One Way To Settle The TechCrunch-Fueled Dispute Over Embargoes

Warning: This is an inside-baseball post about tech bloggo-journalism. In all likelihood, if you're not a tech journalist or blogger, you'll wonder where people get the time to contemplate things so trivial.

David Berlind, Chief Content Officer, UBM TechWeb

December 18, 2008

4 Min Read

Warning: This is an inside-baseball post about tech bloggo-journalism. In all likelihood, if you're not a tech journalist or blogger, you'll wonder where people get the time to contemplate things so trivial.As a matter of new policy, in a post titled "Death to the Embargo," TechCrunch editor Michael Arrington has vowed to violate the NDAs that TechCrunch agrees to:

PR firms are out of control. Today we are taking a radical step towards fighting the chaos. From this point on we will break every embargo we agree to.

His controversial post on the matter has become a major meme in the blogosphere and Twitter-verse (-spheres? -verses? Imagine telling this to some man on the street?).

For as long as I can remember, the companies and people who make technology have asked journalists and eventually bloggers to sign nondisclosure agreements (aka "NDAs," aka "embargoes") in order to get early access to information that said innovators were not yet prepared to release to the public. The main instrument of an NDA is the embargo date and time. When you sign an NDA, you promise not to release any information about the NDA'd product, service, and/or announcement until that date and time or until you are otherwise released to do so by the party asking you to sign it.

When I was the director of PC Week's Labs back in the '90s, NDAs came in really handy because once we signed them, we were given much earlier access to hardware and software for testing purposes than we otherwise might have had. By having that early access, we were able to put hardware and software (there were almost no services back then) through enough paces that we could, with confidence, release an accurate assessment when the embargo date cleared. We saw this as a win-win-win.

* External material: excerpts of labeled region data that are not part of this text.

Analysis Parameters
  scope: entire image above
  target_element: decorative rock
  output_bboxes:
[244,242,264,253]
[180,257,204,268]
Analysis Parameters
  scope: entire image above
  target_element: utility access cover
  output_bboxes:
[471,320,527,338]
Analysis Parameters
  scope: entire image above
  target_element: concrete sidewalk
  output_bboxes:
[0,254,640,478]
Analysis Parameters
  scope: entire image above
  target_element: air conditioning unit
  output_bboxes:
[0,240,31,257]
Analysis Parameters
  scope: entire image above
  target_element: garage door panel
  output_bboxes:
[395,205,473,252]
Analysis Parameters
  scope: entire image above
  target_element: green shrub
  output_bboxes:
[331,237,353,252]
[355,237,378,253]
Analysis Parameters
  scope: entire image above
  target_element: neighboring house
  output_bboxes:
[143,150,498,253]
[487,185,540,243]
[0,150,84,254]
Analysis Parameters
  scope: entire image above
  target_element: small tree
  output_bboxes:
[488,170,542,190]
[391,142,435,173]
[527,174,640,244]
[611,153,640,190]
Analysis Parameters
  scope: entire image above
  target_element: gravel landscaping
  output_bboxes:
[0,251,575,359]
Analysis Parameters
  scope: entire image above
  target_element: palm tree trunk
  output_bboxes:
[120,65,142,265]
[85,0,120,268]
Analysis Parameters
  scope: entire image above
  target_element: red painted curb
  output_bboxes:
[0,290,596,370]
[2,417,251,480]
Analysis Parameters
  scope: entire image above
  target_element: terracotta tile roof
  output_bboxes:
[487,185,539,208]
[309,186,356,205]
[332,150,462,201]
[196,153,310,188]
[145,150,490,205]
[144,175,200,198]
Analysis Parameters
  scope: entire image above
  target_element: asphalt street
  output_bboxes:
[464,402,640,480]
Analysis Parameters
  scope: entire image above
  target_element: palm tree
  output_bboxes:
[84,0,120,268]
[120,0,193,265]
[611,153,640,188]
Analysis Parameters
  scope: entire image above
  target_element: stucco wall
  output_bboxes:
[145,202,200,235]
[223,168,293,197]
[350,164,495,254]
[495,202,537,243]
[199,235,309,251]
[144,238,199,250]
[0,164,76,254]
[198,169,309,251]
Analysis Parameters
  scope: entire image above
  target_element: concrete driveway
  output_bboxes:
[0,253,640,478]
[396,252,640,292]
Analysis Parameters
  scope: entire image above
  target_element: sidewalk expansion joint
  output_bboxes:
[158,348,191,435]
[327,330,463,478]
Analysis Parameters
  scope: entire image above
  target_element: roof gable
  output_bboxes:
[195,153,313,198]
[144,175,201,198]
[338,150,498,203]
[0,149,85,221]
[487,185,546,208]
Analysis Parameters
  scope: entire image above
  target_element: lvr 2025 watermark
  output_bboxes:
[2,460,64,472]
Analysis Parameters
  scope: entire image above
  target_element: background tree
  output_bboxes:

It was a win for the readers of PC Week, who not only saw very timely news surrounding a brand-new product, but also an in-depth review to help them decide if they needed to take action. It was a win for PC Week because, as a weekly, there was a need for speed and timeliness and there were few things more damaging to our brand than being scooped by a competing publication (especially monthly magazines that had an even more dire need for NDAs). It was a win for the vendors of the products because, given more time, we were able to thoroughly test the products and communicate with the vendor about any problems (to make sure it wasn't user error). The result was a more accurate review, which ultimately favors everyone but especially vendors who always worry about unfair treatment.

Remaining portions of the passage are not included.